654. [Un philosophe est un personnage froid ou un personnage menteur ; il ne doit donc figurer qu’un moment dans un poème, qui doit être un tableau vrai et passionné de la nature[1].]

655. [La plupart des grands hommes ont passé la meilleure partie de leur vie avec d’autres hommes qui ne les comprenaient point, ne les aimaient point, et ne les estimaient que médiocrement.]

656. [N’est-ce pas une chose singulière qu’on ne puisse pas même primer dans l’art du chant avec impunité et sans contestation ?]

657. [Il y a des gens qui, se croyant au plus haut degré de l’esprit, assurent qu’ils aiment les bagatelles et les riens, que les folies d’Arlequin les réjouissent, qu’ils aiment les farces, l’opéra-comique, et les pantomimes : pour moi, cela ne m’étonne en aucune manière, et je crois ces gens-là sur leur parole.]

658. [Quand je suis entré dans le monde, j’étais étonné de la rapidité avec laquelle on glissait sur une infinité de choses assez importantes, et je disais en moi-même : Ces gens-ci, qui ont beaucoup d’esprit, jugent qu’il y a beaucoup de réflexions qu’il n’est pas besoin d’exprimer, parce qu’ils voient tout d’abord le bout des choses, et ils ont raison. Je me suis détrompé depuis, et j’ai vu qu’en bonne compagnie, on pouvait s’étendre et s’appesantir, autant qu’ailleurs, sur tous les sujets, pourvu qu’on sût les choisir[2].]

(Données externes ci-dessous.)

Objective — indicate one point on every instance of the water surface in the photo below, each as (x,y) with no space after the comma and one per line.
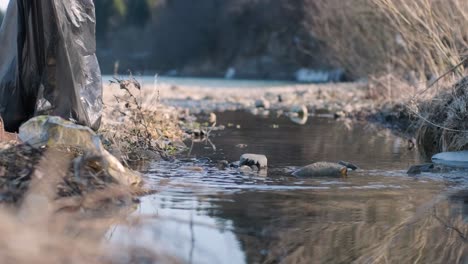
(378,214)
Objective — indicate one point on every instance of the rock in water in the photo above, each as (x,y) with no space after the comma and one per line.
(348,165)
(322,169)
(418,169)
(262,103)
(452,159)
(260,161)
(54,131)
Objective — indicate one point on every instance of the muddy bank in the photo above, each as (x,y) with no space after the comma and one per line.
(354,101)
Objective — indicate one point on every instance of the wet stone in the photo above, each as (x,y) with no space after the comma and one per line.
(222,164)
(348,165)
(418,169)
(260,161)
(245,169)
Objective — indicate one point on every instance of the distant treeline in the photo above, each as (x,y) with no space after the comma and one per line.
(257,38)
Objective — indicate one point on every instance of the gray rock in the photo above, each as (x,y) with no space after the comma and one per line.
(52,131)
(348,165)
(260,161)
(234,164)
(322,169)
(222,164)
(452,159)
(254,168)
(301,110)
(245,169)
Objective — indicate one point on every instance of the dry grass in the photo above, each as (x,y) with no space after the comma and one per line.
(444,124)
(59,217)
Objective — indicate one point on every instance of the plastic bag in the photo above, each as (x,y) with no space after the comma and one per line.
(48,63)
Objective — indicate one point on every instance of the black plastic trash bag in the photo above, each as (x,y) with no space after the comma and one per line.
(48,63)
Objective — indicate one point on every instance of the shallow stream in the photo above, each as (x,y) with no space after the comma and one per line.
(378,214)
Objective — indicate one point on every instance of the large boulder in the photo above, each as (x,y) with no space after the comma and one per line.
(260,161)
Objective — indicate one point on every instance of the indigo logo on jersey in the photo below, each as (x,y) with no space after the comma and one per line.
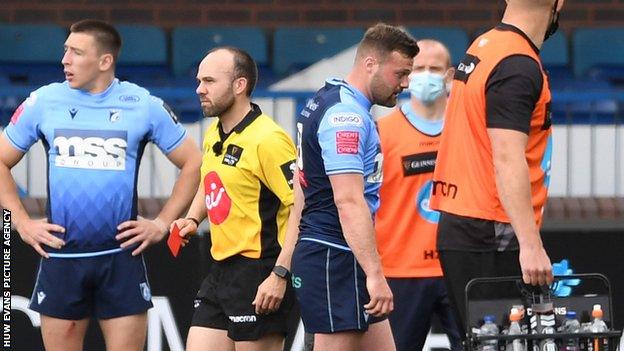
(91,149)
(129,98)
(422,204)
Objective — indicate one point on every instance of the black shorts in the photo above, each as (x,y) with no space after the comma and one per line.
(225,296)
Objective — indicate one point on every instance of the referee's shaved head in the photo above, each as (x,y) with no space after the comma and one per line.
(532,3)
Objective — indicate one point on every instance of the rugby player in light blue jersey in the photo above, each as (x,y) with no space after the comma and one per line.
(94,129)
(336,270)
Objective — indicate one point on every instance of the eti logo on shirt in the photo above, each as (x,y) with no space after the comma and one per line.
(91,149)
(218,202)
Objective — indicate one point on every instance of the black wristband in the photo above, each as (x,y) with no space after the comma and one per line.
(194,220)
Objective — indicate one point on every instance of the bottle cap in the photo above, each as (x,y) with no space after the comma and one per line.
(515,316)
(597,312)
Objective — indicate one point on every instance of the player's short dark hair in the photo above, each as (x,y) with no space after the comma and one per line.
(384,39)
(244,66)
(106,36)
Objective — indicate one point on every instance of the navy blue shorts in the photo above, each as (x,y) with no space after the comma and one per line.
(416,300)
(331,288)
(103,287)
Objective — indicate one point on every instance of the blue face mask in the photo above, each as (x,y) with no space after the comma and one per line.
(426,87)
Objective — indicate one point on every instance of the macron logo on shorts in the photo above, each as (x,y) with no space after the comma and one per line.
(243,319)
(40,297)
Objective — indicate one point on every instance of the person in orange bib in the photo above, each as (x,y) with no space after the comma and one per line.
(493,169)
(405,225)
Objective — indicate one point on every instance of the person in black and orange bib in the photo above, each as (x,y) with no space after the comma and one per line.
(405,225)
(246,191)
(493,168)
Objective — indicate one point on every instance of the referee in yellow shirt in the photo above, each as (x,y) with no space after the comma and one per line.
(246,192)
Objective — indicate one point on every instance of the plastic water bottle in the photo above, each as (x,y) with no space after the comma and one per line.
(489,328)
(571,325)
(599,326)
(543,321)
(515,329)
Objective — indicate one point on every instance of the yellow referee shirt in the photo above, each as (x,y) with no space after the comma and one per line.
(247,179)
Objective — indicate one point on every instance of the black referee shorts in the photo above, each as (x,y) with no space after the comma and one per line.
(225,296)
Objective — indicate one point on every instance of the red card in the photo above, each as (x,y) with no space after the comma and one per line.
(174,241)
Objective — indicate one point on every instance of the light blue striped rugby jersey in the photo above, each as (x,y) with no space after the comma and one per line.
(94,144)
(336,134)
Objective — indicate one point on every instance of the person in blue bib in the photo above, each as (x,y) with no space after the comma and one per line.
(94,129)
(336,270)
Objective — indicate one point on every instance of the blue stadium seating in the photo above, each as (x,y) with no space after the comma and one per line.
(143,59)
(31,53)
(297,47)
(190,44)
(555,55)
(454,38)
(601,49)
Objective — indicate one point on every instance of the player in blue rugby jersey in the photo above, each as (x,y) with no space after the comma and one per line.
(336,270)
(94,129)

  1. Sans s’en apercevoir, Vauvenargues fait du tort à la Henriade et aux Tragédies de Voltaire ; je doute que celui-ci eût fort goûté cette Maxime. — G.
  2. Le principal intérêt de ces Maximes inédites, notamment de cell-ci, de la suivante et des 661e, 662e et 663e, c’est que l’auteur y est lui-même partie intervenante. Mieux que toutes celles qu’il a publiées, elles nous montrent le procédé de Vauvenargues : au théâtre, en voyage, aux eaux, partout, il observait tout, et tous, jusqu’à son laquais. Il jetait d’abord sur le papier ses observations, telles qu’il venait de les recueillir ; puis, lorsqu’il s’agissait de les faire entrer dans son livre, il en ôtait la forme personnelle, afin de leur donner une couleur plus générale. Le lecteur n’aura qu’à comparer la 384e Pensée avec ses trois variantes, dont la dernière, seule, a été publiée, pour se rendre un compte exact du procédé dont nous parlons, et peut-être regrettera-t-il avec nous de n’avoir pas pour toutes les Maximes, comme pour celles dont nous parlons, l’expression première de la pensée de Vauvenargues. — G.